'

Where 2.0: Raffi Krikorian explains Twitter's geo infrastructure

People want to talk bout places.Foursquare-like apps are the most popular applications today among nerds.

People want to talk bout places.

Foursquare-like apps are the most popular applications today among nerds. Twitter realized this early on once people started tweeting about restaurants and places they loved. They saw tons of pictures being uploaded to Flickr, and being tweeted out with very little geo-data. If you know where the picture is taken, it gives you more context.

Twitter's APIs are meant to be very simple, said Raffi Krikorian, who spoke about "geostreams" early this morning at the O'Reilly Where 2.0 conference in San Jose. Early on, Twitter added a location field on their user object. It's still around today, and it's just a free-form text string; it can be anything.

You've seen "Location: iPhone (37.4,-122.7) etc". Even though it's just a text string, it's "geo-encodable". Twitter is using that location data in a bunch of places, mainly search and trending topics.

Raffi from Twitter

As you know, Twitter is limited to 140 characters. There isn't much room for location data in a tweet. Enter the Geotagging API, announced in November 2009. Instead of adding location on the user object, it's on the status object. It's out of band data, completely meta. And it has native Twitter support, using GeoRSS and GeoJSON for encoding. The search API takes latitude, longitude, and radius now too.

Privacy is considered in Twitter's API too. If you disable geotagging, they will go through your stream and delete all of the geographic coordinates from each tweet.

Trendsmap took Twitter's geoAPI and built a huge aggregation of trending topics on a map. Google Maps accepts Twitter's endpoints as a search query and plots all tweets on the map.
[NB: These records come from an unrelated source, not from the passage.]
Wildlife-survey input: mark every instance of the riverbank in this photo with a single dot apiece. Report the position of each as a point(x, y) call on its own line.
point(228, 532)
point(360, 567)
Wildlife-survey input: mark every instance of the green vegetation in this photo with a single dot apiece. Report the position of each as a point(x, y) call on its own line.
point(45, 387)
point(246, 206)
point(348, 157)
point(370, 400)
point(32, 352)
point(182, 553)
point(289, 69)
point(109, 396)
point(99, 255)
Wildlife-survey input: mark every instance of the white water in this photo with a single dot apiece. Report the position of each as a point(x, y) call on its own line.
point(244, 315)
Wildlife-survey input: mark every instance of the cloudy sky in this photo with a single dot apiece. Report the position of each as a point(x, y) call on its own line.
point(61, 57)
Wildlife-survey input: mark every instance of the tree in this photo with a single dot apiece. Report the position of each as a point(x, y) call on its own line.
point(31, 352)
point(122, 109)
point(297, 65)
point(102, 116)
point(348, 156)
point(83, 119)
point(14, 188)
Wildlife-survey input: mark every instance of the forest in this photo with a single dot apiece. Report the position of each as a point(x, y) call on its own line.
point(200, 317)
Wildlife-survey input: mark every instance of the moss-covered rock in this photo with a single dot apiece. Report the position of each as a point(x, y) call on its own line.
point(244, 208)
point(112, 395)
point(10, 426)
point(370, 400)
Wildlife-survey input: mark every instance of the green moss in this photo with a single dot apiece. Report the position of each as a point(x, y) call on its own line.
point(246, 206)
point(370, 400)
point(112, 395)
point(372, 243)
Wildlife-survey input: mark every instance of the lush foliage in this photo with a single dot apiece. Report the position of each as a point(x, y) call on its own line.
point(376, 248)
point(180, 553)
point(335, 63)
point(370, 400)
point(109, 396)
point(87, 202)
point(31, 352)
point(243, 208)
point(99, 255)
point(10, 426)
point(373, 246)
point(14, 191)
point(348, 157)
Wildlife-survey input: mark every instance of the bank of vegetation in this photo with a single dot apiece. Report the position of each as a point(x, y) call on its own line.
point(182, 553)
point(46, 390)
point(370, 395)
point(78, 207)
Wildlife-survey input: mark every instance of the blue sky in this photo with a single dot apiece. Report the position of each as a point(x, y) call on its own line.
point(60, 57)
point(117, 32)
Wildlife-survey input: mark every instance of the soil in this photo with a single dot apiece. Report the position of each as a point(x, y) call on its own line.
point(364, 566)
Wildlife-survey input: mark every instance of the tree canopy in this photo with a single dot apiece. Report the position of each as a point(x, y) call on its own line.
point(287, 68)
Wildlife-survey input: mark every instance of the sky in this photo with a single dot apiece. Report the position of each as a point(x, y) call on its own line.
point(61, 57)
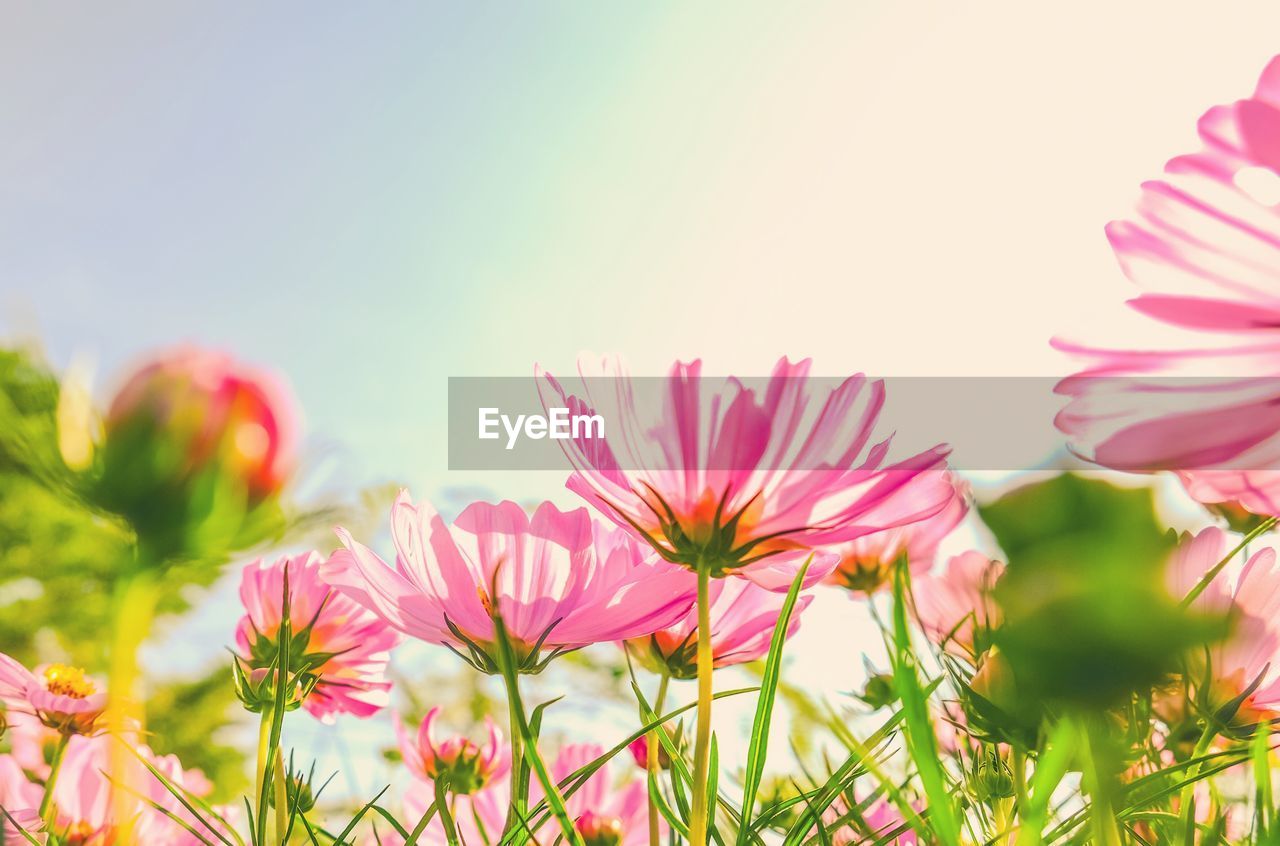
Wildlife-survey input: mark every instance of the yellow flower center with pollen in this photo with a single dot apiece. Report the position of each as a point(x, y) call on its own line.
point(68, 681)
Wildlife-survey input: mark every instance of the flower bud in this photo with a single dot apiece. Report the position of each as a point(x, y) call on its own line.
point(598, 830)
point(195, 442)
point(992, 778)
point(256, 687)
point(298, 794)
point(880, 691)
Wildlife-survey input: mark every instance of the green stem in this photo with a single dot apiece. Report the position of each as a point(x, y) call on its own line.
point(264, 753)
point(46, 804)
point(702, 744)
point(442, 804)
point(652, 763)
point(136, 594)
point(1106, 827)
point(1019, 764)
point(519, 782)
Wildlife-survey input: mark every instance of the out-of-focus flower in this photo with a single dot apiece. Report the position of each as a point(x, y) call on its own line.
point(558, 580)
point(19, 800)
point(62, 696)
point(341, 644)
point(639, 749)
point(603, 814)
point(744, 617)
point(197, 446)
point(31, 742)
point(1205, 247)
point(716, 476)
point(871, 822)
point(202, 407)
point(1237, 678)
point(479, 817)
point(867, 562)
point(464, 766)
point(86, 804)
point(955, 607)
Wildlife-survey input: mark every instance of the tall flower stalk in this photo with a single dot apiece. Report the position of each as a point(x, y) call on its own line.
point(135, 609)
point(703, 734)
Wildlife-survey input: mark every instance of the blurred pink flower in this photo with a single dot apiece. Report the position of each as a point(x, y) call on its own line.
point(955, 607)
point(83, 799)
point(867, 562)
point(62, 696)
point(341, 643)
point(744, 617)
point(1246, 672)
point(210, 408)
point(603, 813)
point(741, 484)
point(31, 742)
point(1205, 247)
point(561, 580)
point(871, 824)
point(466, 767)
point(480, 817)
point(19, 799)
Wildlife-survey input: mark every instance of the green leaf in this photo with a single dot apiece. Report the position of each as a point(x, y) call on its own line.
point(1087, 614)
point(759, 741)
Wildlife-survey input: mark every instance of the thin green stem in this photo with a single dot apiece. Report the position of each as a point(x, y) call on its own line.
point(442, 804)
point(46, 803)
point(519, 783)
point(1267, 525)
point(264, 751)
point(1019, 766)
point(1188, 795)
point(702, 742)
point(1098, 782)
point(652, 764)
point(136, 594)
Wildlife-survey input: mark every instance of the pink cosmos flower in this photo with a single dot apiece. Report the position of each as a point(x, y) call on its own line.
point(955, 607)
point(210, 407)
point(342, 644)
point(480, 817)
point(86, 806)
point(744, 617)
point(62, 696)
point(1205, 247)
point(466, 766)
point(19, 799)
point(603, 814)
point(714, 475)
point(1244, 670)
point(560, 581)
point(867, 563)
point(31, 742)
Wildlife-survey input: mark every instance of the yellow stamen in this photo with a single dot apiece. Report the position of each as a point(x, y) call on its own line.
point(484, 600)
point(68, 681)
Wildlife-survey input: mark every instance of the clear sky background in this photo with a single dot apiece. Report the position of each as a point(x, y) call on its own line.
point(371, 199)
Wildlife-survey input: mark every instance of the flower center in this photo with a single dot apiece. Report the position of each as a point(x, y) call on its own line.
point(68, 681)
point(484, 599)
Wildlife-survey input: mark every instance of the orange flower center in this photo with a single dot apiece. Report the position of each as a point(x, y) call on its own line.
point(68, 681)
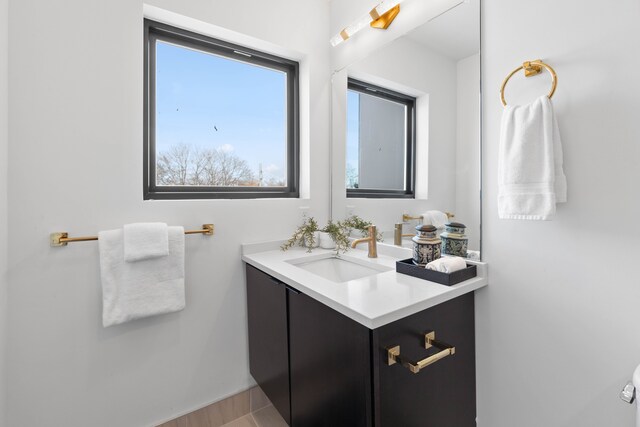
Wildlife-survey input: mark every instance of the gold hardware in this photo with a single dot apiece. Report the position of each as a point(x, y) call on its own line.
point(531, 68)
point(393, 354)
point(383, 21)
point(54, 239)
point(407, 217)
point(397, 234)
point(371, 240)
point(62, 238)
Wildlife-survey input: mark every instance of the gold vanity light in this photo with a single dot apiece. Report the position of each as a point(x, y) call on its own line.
point(379, 17)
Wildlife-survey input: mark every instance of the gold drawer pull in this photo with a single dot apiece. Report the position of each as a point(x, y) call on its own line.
point(393, 354)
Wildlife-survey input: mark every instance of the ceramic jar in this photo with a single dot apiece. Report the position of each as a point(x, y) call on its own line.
point(426, 245)
point(454, 241)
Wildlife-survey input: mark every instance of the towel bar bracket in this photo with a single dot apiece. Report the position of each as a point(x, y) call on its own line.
point(55, 239)
point(531, 69)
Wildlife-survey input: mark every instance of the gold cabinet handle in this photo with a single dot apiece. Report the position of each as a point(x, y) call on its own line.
point(393, 354)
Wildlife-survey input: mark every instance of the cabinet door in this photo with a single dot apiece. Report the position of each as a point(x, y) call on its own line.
point(268, 342)
point(330, 366)
point(440, 395)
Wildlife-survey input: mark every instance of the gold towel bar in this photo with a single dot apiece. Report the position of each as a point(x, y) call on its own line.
point(531, 68)
point(62, 238)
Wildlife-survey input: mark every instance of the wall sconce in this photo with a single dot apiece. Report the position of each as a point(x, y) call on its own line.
point(380, 17)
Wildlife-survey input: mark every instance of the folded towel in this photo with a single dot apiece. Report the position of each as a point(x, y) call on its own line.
point(436, 218)
point(530, 176)
point(447, 264)
point(132, 290)
point(145, 241)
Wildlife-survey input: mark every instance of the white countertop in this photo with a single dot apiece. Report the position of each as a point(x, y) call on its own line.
point(372, 301)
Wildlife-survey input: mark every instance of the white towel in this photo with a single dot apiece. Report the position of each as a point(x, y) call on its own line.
point(132, 290)
point(636, 384)
point(436, 218)
point(530, 176)
point(145, 241)
point(447, 264)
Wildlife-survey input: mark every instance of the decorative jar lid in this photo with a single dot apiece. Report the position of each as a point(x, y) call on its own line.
point(455, 228)
point(426, 228)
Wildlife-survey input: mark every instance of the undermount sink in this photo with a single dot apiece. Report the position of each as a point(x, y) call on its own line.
point(342, 269)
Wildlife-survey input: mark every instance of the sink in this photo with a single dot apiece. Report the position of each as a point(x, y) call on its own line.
point(340, 269)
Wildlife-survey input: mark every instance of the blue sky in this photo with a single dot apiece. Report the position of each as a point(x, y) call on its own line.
point(353, 128)
point(198, 92)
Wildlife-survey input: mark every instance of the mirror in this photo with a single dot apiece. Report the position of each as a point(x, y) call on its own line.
point(377, 173)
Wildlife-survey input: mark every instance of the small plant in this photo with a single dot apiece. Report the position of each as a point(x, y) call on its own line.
point(340, 235)
point(305, 235)
point(356, 223)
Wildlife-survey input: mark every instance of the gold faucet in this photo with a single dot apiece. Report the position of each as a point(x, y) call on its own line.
point(397, 234)
point(371, 240)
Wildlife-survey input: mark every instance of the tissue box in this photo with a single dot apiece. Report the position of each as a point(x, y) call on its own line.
point(406, 266)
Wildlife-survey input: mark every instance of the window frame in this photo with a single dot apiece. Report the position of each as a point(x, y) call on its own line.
point(154, 31)
point(410, 160)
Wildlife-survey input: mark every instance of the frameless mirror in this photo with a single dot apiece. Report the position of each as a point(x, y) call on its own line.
point(406, 128)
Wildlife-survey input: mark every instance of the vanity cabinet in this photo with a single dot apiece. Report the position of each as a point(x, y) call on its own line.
point(321, 368)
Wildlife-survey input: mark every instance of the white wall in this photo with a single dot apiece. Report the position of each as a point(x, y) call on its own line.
point(4, 141)
point(76, 165)
point(467, 179)
point(414, 70)
point(557, 328)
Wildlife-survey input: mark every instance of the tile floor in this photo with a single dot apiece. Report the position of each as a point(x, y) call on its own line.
point(250, 408)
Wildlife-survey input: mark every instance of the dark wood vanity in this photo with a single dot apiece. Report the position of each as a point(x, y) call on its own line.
point(321, 368)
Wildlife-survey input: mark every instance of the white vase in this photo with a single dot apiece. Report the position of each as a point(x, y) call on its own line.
point(326, 241)
point(316, 240)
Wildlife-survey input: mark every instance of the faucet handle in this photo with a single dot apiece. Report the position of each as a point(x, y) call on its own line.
point(628, 393)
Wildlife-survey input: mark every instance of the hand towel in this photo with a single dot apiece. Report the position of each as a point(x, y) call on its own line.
point(436, 218)
point(530, 176)
point(447, 264)
point(145, 241)
point(636, 384)
point(133, 290)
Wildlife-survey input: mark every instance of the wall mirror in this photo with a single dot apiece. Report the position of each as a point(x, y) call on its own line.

Twitter's "geo-hose" allows you to track bounding box locations in the world. It will deliver you all the tweets in those borders in real time.

The trending API is most exciting to me. But this analysis of "hot conversaions" has no context on search.twitter.com because they trends aren't localized. You can query a particular location now, and find the trending topics of that spot.

Finally, there is a "geo-place" API. You can attach a name and a location of a place instead of attaching a latitude and longitude support. Sounds like Twitter is trying to rewrite the Geonames project. This gives more context than just random number coordinates.

The difference is that it's human-tagged, so it's not fully automatic. The data might be wrong if a computer does the analyzing; there are neighborhoods, and different areas of context that only a human could provide. You can reverse geo-code a lat/lon coordinate and Twitter's API will return a detailed object with a ton of information, including a polygon representation of the neighborhood containing the coordinates.

Twitter currently uses a MySQL-based spatial query system, but are switching over to Cassandra. They decided not to use geohashes for mapping out places or space-filling curves, but instead picked R-Trees.

Raffi decodes a Geohash

Using R-Trees, Twitter can map all of the United States on one of their servers.

Raffi explained project Rock Dove, which kind of went over my head. It's basically their backend system to process geodata at "tweetspeed". It reminds me of Google's horizontal backend servers that make the service so speedy. For example, Rock Dove is smart enough to not wait for Foursquare's lagging servers to process a status object for a tweet. Twitter uses GeoRuby on the front end.

Twitter's geolocation to-do list includes geo-filtering on location and a few other things. I am very interested in how their platform will evolve, but I think in the meantime, they are spending a lot of effort to scale their ever-growing infrastructure. Now the Failwhale can find his way throughout the seas.